The closing means that about 2,000 monkeys will be moved to other laboratories around the country. The New England Primate Research Center has operated for nearly fifty years, and has been a contributor toward AIDS research as well as other diseases.
The center is one of eight national primate centers, and it’s likely that Harvard’s primates will be shared among these other centers. Harvard has said that none of the animals would be euthanized.
Despite Harvard’s claim that the monkey deaths had nothing to do with seeking to renew its federal grant after 2015, the center does have a checkered past. Harvard disclosed to the Boston Globe last year that it was placed on probation by an international group that accredits animal research programs. The center was also cited by the federal Department of Agriculture for failing to comply with the Animal Welfare Act.
The news is welcoming, but not enough, for Wayne Pacelle, CEO of the Humane Society of the U.S., who told Bloomberg News that in the future, Harvard and other institutions should and will use human cell systems approaches, or even computer algorithms, to assess test results, rather than living being, like primates.
Pacelle also hinted that this move by Harvard is a sign of where labs are headed in the future, which raises the question: are lab monkeys becoming a thing of the past?

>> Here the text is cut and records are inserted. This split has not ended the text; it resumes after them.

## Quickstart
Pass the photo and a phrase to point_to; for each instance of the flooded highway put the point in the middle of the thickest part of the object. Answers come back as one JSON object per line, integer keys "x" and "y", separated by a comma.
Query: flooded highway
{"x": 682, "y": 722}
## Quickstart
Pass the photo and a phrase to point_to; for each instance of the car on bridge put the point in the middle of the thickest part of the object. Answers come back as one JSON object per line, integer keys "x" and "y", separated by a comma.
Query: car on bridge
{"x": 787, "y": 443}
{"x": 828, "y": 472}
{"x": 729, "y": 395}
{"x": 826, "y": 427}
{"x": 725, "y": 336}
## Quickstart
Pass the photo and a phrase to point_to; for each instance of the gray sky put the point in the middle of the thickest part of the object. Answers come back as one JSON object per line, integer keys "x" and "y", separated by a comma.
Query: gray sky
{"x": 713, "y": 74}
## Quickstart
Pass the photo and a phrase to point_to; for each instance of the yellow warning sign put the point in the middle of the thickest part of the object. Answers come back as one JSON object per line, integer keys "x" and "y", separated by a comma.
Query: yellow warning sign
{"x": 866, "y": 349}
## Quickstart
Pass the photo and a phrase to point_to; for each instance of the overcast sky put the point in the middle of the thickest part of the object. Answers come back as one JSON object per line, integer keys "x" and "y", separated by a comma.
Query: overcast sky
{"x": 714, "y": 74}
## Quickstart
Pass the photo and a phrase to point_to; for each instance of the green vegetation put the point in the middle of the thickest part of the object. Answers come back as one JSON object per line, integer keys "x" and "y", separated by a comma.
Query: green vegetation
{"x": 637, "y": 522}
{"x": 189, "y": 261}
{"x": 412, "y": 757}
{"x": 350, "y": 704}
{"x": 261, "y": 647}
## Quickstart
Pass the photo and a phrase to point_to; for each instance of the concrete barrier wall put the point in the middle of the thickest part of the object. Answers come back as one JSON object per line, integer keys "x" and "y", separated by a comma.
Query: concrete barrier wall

If you ask the National Institute of Health, that is not a likelihood anytime soon. the NIH spends $87 million to support primate research centers (including Harvard’s) and noted that this decision was Harvard’s, and the NIH had nothing to do with it. Of course, in 2011, the NIH announced that it would suspend all new grants for biomedical and behavioral research on chimpanzees. They also added a uniform criteria for assessing the need for primate research, including that the research must be conducted for human health, and that there were no other alternatives possible. NIH director Ddr. Francis S. Collins stated that chimps deserve “special consideration and respect.”
The reason we use primates in lab research is because of how genetically similar they are to us. At Harvard’s soon-to-be-defunct lab, primate research helped determine AIDS was caused by a virus, and it helped to discover simian immunodeficiency virus. It also made progress in Parkinson’s disease research.
But the proximity of primates, particularly chimps, to our own DNA, also makes many people feel uneasy about testing these animals. There’s no denying our species has evolved as a result of research done on primates, but is it worth the cost?